New law aids land preservation

//August 24, 2018

New law aids land preservation

//August 24, 2018

“They are not mutually exclusive – you absolutely need both,” said Kirk Stoner, director of the Cumberland County Planning Commission.

After all, agriculture is an important part of both the county’s economy and its quality of life.

But farms also are a source of land for new construction – and a source of conflict over whether they should be developed.

The Cumberland Valley School District recently hoped to build on the McCormick farm along Route 11 to support its skyrocketing enrollment. The farm, which dates to the 1700s, is preserved by the Delaware Valley-based Natural Lands Trust.

In June, however, the state legislature enacted a law that makes it more difficult to exercise eminent domain to take privately preserved farmland.

Once the law was passed, the district withdrew its request.

Wayne Campbell, president of the Pennsylvania State Grange, said the new law is a blessing: “Now they have to demonstrate an almost dire need to have and use the property they take.”

Cumberland County’s dance to balance development and preserve farmland is one that mirrors what is going on around Central Pennsylvania.

Steve Deck, executive director of the Tri-County Regional Planning Commission, said southern Dauphin County is seeing similar pressures.

His organization prepares a regional growth-management plan so its three member counties can see the big picture when it comes to land that could be developed versus what should be preserved.

“It’s a good idea to coordinate, so we try to do that as best we can,” he said.

Michael Nixon, a national historic preservation lawyer and consultant in Pittsburgh, said the danger of not working together is that development can spread beyond original plans. “It’s a symptom of the way Pennsylvania has decided to manage the issue,” he said. “It’s very piecemeal and without any real coherence.”

Cumberland County’s most recent comprehensive plan identifies areas for both growth and conservation, with a goal to preserve 50 percent of land in prime agricultural areas.

Both public and private farmland preservation programs offer farmers monetary incentives to keep farming or to set it aside for green space.

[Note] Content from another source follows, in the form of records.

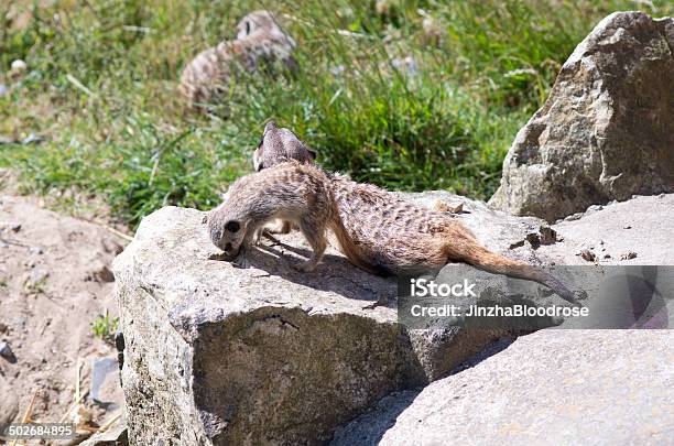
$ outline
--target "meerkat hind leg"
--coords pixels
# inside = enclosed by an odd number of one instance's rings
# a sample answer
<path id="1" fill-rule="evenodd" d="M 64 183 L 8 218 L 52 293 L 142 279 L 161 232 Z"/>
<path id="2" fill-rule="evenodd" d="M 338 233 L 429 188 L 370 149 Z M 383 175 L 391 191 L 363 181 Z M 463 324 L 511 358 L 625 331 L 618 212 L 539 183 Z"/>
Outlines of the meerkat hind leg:
<path id="1" fill-rule="evenodd" d="M 292 266 L 297 271 L 309 272 L 318 265 L 327 248 L 325 228 L 318 228 L 317 225 L 313 222 L 302 220 L 300 221 L 300 230 L 306 238 L 306 241 L 312 246 L 312 258 L 305 262 L 292 264 Z"/>

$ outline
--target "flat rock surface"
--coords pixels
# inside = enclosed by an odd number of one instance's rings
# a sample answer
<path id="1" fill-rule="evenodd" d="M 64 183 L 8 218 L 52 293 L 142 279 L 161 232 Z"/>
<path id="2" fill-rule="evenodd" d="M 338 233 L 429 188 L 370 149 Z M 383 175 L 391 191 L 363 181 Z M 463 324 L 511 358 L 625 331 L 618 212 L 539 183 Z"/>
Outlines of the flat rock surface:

The idea is to offset financial pressures to sell open space.

Campbell said one way to continue developing while preserving farmland is to expand vertically rather than horizontally: “If you go to areas outside bigger cities, the shopping malls are two and three stories high.”

Nixon said that not everyone wants or needs a single-family, detached dwelling with a large yard and points to the success of mixed-use village-style neighborhood developments such as Walden and Arcona in Cumberland County.

“They are more dense and able to manage their impact better,” he said.

Sarah Doyle, an agribusiness attorney at Stock & Leader in York, said farms that apply for the state’s farmland preservation program are ranked based on soil quality, conservation practices, size and proximity to other preserved agricultural land.

“It’s pretty rigorous because tax dollars are being used and there is a lot of scrutiny,” she said. “They want to do a good job of making sure good farms are preserved.”

In Cumberland County, much of the growth has been east of Carlisle, while the western portion of the county remains more rural. It’s more difficult to preserve farms already in the path of development without easy access to supporting businesses such as feed mills and tractor-supply shops.

Doyle said clustering preserved farmland has the benefit of keeping ancillary agricultural businesses closer to the farms to reduce transportation costs and prevent conflicts with non-agricultural neighbors.

Everyone needs to eat, but some don’t want their backyards to smell like pigs or chickens.

“It’s a challenge because when the average person thinks about farmland preservation, they are thinking of soybeans and corn fields, but that’s not always the case,” Doyle said. “There’s more to agriculture than that.”

Stoner said concentrated animal feeding operations don’t always need to produce noise, smells or environmental contaminants.

“I live close to one and you wouldn’t even know it’s there,” he said. “A lot of it depends on how it’s run. The farmers we work with are great stewards of the land and have a commitment to agriculture.”

The money farmers get from preserving their land can also help them adapt to an ever-changing industry, giving them capital to expand or change direction if necessary.

“It’s becoming harder and harder to grow a product and get it where it needs to go,” Doyle said.